00:19:36.060 For testing, I recommend creating empty copies to streamline the process and prevent unnecessary downloads from existing file systems. The old structure remains in place as new uploads utilize a revised mechanism, successfully transitioning old files to the new setup.
00:20:14.160 When the moment comes to go live for both regions, ensure to inform your clients and involve them in the process for a seamless transition. Choose a low-usage period, like very early in the morning, to make the change. Create a checklist of procedures to follow during the live migration, and assign roles to team members to execute commands.

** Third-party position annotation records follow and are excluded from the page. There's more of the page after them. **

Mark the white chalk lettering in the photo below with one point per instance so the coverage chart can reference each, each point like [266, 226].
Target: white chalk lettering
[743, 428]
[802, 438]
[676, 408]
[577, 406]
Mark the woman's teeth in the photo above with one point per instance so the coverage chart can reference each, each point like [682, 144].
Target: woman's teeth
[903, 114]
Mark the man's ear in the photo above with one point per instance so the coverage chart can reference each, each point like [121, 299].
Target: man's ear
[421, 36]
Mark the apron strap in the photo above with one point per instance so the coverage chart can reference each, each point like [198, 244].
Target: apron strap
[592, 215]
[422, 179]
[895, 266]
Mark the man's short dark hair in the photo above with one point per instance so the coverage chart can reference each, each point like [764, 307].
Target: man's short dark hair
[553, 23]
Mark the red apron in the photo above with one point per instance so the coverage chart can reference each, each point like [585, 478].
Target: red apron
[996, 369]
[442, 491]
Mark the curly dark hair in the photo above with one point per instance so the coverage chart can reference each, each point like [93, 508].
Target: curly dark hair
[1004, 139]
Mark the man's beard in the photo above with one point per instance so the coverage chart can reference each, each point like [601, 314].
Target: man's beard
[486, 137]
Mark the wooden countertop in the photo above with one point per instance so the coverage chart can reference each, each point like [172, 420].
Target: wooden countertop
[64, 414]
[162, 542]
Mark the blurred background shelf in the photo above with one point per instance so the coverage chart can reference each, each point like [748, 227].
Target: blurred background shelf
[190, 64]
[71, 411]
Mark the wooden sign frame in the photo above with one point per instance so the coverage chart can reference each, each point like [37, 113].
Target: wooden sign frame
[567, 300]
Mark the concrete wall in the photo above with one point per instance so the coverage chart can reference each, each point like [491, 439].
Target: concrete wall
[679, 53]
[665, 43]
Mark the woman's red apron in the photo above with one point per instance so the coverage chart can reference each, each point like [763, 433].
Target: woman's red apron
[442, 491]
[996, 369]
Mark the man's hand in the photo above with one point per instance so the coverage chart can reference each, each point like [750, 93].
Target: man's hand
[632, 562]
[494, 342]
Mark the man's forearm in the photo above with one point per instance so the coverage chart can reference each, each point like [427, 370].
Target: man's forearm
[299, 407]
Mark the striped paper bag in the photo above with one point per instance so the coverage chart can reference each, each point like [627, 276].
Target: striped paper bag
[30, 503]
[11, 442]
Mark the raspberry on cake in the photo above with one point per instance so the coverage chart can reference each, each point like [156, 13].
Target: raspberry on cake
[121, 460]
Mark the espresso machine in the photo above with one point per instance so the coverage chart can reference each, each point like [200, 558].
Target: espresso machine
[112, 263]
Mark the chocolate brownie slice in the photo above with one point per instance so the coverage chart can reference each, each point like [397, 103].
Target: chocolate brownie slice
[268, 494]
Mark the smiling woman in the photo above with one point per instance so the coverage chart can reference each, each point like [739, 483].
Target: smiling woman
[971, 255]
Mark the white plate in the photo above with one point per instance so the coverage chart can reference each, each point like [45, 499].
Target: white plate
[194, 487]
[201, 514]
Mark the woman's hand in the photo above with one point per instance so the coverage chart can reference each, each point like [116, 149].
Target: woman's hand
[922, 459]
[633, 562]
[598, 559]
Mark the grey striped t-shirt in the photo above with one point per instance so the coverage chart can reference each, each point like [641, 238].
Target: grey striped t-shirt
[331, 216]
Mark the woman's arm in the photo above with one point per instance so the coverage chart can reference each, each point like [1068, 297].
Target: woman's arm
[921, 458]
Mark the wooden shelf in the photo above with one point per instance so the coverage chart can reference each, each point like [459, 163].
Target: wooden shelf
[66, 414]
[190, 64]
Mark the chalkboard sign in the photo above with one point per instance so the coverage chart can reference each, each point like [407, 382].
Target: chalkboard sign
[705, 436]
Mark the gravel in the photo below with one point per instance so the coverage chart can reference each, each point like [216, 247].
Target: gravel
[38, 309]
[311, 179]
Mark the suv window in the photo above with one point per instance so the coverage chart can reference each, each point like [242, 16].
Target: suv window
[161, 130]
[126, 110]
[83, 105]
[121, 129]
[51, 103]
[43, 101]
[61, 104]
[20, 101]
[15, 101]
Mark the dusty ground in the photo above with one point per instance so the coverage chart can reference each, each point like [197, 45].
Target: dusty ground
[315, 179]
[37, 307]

00:21:00.480 The more you rehearse the procedure, the more confident you will be during the actual go-live. DNS is crucial since it's when changes are exposed to the outside world. You can deploy the infrastructure but keep it outside of the DNS until you're confident everything runs smoothly.
00:21:45.720 When you move, get rid of the old infrastructure. Remember to take leave on the go-live day, as well, to avoid any stressful interruptions. This leads us to the happy ending: your data is properly separated, your clients are satisfied, and revenue flows into your system.
00:22:29.520 I want to express my gratitude to my entire team who helped me create this presentation and facilitate the system changes. Thank you all, and enjoy the pub crawl and the rest of the Euruko 2023 conference!